Abuso sexual
¿Qué es el abuso sexual?
El abuso sexual comprende cualquier forma de contacto
sexual con fuerza o intimidación, cuando la persona se
halle privada de razón o sentido, o sea menor de 12
años. Los actos en los que se puede manifestar el abuso
son muy variados, y pueden implicar desde tocamientos
obscenos hasta la penetración.
El abuso puede ser perpetrado por cualquier persona
independientemente de su sexo, pero con frecuencia
el perfil se aproxima al de un varón conocido de la
víctima.
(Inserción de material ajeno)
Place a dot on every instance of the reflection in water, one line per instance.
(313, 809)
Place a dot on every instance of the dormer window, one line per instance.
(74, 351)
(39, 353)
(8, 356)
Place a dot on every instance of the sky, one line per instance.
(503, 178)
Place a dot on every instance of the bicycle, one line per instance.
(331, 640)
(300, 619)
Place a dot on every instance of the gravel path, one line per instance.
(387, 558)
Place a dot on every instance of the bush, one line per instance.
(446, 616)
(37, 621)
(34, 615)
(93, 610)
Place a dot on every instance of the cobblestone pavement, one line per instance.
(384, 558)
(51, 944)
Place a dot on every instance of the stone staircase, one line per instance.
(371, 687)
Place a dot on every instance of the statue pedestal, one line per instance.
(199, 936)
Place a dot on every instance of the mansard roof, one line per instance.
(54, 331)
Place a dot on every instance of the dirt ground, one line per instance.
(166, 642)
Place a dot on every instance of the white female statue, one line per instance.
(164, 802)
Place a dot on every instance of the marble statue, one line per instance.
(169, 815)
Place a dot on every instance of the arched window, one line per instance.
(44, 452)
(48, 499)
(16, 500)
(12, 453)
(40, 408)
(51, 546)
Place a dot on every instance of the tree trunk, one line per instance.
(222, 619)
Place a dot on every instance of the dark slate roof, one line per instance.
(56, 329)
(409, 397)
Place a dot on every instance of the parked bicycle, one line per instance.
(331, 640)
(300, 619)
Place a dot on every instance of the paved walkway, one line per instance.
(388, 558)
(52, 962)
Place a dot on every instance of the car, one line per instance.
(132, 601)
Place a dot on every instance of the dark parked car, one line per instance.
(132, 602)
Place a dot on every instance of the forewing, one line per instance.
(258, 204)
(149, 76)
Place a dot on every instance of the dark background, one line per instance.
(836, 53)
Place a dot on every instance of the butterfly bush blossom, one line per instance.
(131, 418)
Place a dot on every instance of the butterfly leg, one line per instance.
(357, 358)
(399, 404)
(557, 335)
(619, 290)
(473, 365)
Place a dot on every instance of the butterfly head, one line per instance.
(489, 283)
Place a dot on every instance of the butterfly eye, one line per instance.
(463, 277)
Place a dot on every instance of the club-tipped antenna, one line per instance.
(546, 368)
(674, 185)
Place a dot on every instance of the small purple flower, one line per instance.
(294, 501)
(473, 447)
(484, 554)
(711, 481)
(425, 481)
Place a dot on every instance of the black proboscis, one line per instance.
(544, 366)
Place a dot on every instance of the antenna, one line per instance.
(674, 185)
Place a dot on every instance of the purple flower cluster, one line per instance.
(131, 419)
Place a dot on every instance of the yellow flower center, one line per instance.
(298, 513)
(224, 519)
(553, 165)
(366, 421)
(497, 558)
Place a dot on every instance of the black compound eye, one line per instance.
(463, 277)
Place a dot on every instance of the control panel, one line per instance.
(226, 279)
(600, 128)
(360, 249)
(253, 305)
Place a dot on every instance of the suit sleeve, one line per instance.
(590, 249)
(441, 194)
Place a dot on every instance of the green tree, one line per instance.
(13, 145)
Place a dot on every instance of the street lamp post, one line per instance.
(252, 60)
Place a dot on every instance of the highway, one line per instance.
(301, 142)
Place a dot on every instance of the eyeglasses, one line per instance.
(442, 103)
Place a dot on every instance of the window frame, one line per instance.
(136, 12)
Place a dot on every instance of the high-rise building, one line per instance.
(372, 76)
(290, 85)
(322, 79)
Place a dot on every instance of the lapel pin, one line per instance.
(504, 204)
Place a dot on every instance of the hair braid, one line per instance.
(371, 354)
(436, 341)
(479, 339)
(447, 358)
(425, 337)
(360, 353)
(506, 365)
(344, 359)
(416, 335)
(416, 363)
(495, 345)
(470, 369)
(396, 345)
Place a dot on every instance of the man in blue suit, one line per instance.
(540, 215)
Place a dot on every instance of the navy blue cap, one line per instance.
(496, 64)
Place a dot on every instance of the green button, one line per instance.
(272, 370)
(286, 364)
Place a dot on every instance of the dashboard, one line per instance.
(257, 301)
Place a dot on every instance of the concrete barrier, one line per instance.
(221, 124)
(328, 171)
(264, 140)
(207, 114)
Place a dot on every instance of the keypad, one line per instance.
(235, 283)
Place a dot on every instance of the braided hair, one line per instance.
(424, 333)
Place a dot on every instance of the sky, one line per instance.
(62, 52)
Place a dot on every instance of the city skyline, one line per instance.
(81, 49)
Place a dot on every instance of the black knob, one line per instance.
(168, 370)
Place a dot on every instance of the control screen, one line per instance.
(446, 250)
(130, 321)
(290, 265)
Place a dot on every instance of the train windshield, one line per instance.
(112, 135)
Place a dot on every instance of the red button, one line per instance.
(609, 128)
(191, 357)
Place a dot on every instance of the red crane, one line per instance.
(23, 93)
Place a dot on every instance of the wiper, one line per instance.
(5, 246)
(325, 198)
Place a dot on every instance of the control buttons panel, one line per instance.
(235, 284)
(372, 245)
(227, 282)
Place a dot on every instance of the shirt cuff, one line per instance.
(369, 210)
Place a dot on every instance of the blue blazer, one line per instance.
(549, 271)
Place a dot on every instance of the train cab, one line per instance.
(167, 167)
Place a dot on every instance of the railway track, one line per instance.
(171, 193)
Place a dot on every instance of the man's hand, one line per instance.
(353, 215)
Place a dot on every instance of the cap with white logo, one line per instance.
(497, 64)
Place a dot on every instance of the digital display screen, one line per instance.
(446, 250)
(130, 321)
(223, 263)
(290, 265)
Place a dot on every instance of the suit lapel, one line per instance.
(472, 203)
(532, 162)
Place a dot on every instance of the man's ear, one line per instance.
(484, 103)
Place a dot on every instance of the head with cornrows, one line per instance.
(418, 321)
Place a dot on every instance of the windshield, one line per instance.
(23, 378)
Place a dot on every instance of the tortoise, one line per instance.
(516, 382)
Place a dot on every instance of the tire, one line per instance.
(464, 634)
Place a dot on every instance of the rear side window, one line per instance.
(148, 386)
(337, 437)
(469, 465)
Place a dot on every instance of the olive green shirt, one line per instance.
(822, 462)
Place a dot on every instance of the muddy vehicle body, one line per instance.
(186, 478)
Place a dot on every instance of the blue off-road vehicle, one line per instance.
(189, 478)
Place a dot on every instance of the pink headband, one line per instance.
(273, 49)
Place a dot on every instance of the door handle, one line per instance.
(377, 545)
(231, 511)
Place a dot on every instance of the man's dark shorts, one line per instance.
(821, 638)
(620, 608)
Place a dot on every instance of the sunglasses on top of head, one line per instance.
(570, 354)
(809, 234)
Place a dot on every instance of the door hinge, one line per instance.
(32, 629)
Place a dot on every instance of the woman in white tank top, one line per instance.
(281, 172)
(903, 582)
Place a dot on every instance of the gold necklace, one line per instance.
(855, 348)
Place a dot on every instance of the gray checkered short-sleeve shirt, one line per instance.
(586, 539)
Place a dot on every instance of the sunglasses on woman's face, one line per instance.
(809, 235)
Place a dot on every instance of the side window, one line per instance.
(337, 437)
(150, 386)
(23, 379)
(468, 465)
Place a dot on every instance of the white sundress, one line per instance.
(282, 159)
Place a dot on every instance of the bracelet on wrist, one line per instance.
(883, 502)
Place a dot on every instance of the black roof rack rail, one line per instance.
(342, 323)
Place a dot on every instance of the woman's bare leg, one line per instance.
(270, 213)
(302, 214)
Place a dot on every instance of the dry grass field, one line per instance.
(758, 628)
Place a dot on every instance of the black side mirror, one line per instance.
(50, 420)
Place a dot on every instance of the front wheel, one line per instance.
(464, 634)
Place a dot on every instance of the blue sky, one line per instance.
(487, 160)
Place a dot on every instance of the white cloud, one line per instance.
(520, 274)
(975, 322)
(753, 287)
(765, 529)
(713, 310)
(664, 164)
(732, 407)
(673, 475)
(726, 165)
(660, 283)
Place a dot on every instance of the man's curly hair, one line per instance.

De hecho, la agresión por parte de un amigo,
compañero o pareja es el más frecuente entre la población
universitaria (de un 35 a un 70% de los casos).
¿Cómo afecta a la vida cotidiana?
La agresión sexual es una experiencia difícil, y como
tal se puede reaccionar ante ella de muchas formas.
Aunque cada persona y situación es única, las siguientes
son reacciones normales tras un asalto:
· Shock emocional: “Me siento tan abatida. ¿Por qué
estoy tan tranquila? ¿Por qué no puedo llorar?”
· Incredulidad: “¿Esto ha pasado realmente? ¿Por qué
a mí?”
· Vergüenza: “¿Qué pensará la gente? No puedo
decírselo a mi familia o a mis amigos.”
· Asco: “Me siento tan sucia, hay algo extraño dentro
de mí. Necesito lavarme las manos y ducharme todo
el tiempo.”
· Depresión: “Me siento tan desvalida. Tal vez estaría
mejor muerta.”
· Ineficacia: “¿Retomaré el control de mi vida en algún
momento?“
· Desorientación: “No sé realmente qué día es hoy, o
a qué clase tengo que ir. Soy incapaz de recordar mis
compromisos.”
· Reexperimentación: “Sigo pensando en lo sucedido.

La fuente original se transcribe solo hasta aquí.